WT HEK293T cells as well as isogenic LKO, CKO, and DKO derivatives were described previously (17, 41). Single cell CKO and DKO clones B8 and F6, respectively, were used in this work. Vector control and CPSF6-358-expressing HEK293T cells were previously described (33). HEK293T cells were cultured at 37°C in Dulbecco’s modified Eagle’s medium containing 10% (vol/vol) fetal bovine serum (FBS), 100 IU/ml penicillin, and 100 μg/ml streptomycin (DMEM) in humidified incubators in the presence of 5% CO2.WT Jurkat T cells as well as previously described LKO and IBD−/− derivatives, referred to respectively as PSIP1−/− and IBD−/− clone 1 in reference 41, were cultured in RPMI 1640 containing 10% FBS, 100 IU/ml penicillin, and 100 μg/ml streptomycin (RPMI). Additional LKO Jurkat T cell lines were generated as follows. Single guide RNA (sgRNA) 5′-AAGUGAAGCAAGUUCAUCCA-3′ targeting exon 12 of the PSIP1 gene was purchased from GenScript as a custom pLentiCRISPRv2 vector (pLEDGF_7125). To assemble lentiviral transduction particles, HEK293T cells were cotransfected with pLEDGF_7125, psPAX2, and pCG-VSV-G at respective mass ratios of 0.53:0.33:0.14 using Effectene in vitro transfection reagent (Qiagen). CRISPR-Lenti NT control plasmid CRISPR12 (Sigma-Aldrich) replaced pLEDGF_7125 in separate transfections. Virus-containing supernatant harvested at 48 h posttransfection was filtered through 0.45-μm filters and stored at −80°C. Jurkat T cells were transduced with thawed supernatant in 24-well plates by spin-inoculation at 200 × g for 1 h at room temperature. After 24 h, puromycin (Thermo Fisher Scientific) was added to 0.25 μg/ml final concentration. At 4 days postransduction the puromycin concentration was increased to 0.3125 μg/ml. After a week of puromycin selection, cells were frozen and stored at −135°C. Thawed cells were cultured in selection medium (RPMI 1640, 20% FBS, 20% Jurkat T cell conditioned medium, 100 IU/ml penicillin, 100 μg/ml streptomycin, 0.3 to 0.5 μg/ml puromycin) for 3 weeks prior to single-cell cloning by limiting dilution in 96-well plates. Cell clones propagated in selection medium were phenotypically analyzed for LEDGF/p75 content by immunoblotting and genotyped by Sanger sequencing of PCR amplicons.

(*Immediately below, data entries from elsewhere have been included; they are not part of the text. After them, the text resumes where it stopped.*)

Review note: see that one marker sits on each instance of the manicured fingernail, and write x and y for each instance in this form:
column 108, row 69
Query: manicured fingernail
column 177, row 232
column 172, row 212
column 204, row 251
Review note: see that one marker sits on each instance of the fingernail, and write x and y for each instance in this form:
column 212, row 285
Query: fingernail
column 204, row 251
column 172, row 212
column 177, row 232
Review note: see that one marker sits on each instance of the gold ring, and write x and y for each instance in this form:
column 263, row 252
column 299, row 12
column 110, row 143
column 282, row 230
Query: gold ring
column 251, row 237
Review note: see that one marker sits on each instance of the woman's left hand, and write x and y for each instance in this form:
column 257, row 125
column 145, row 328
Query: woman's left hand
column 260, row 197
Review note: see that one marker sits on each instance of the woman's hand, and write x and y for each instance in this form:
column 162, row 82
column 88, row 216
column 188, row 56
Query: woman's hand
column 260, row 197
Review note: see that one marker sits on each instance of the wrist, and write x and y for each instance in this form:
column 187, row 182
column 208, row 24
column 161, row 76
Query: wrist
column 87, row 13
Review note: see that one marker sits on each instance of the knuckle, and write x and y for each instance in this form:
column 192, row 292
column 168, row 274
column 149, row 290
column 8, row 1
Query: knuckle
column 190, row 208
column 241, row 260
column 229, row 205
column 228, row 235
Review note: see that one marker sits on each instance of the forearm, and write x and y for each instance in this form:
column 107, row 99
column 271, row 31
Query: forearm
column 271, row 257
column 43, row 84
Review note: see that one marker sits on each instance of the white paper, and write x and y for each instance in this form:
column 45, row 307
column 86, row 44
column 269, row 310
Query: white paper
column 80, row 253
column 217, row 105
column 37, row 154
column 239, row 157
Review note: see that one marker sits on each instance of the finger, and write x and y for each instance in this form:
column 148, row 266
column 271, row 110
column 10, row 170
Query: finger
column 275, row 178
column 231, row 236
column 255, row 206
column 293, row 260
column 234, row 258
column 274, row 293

Virus production and infectivity assays.
Single-cycle GFP and Luc reporter viruses were produced by cotransfection of HEK293T cells in 10-cm dishes with 15 μg total of various ratios of virus production plasmids using PolyJet DNA transfection reagent (SignaGen Laboratories). Culture supernatants after 48 h were clarified by passage through 0.45-μm-pore syringe filters and ultracentrifuged for 2 h at 26,000 rpm in an SW32-Ti rotor. Virus pellets were resuspended in DMEM, frozen in aliquots, and stored at −80°C. Aliquots were thawed only once for infection assays. Concentrations of retroviral particles in mU/ml were determined using a TaqMan-based product-enhanced reverse transcriptase (Taq-PERT) real-time PCR assay (80).Infections were conducted in duplicate in 24-well plates (105 cells/well). After 6 to 8 h, medium was replaced with fresh DMEM or RPMI, and cells were harvested at 48 h from the start of the experiment. GFP reporter viral MOIs were determined as percentage of GFP-positive cells using a FACSCanto flow cytometer (BD Biosciences). Luc reporter viruses unless otherwise noted were inoculated at 0.5 μU RT per cell, and cells were lysed in passive lysis buffer (Promega) by freezing overnight at −80°C and thawing at 37°C for 30 min. Cell lysates were centrifuged at 17,500 × g for 8 min, and supernatants were analyzed in triplicate for luciferase activity. Relative light units (RLU), determined by luminometer (Berthold Technologies), were normalized to total protein concentration as measured by Pierce BCA protein assay kit (Thermo Fisher Scientific).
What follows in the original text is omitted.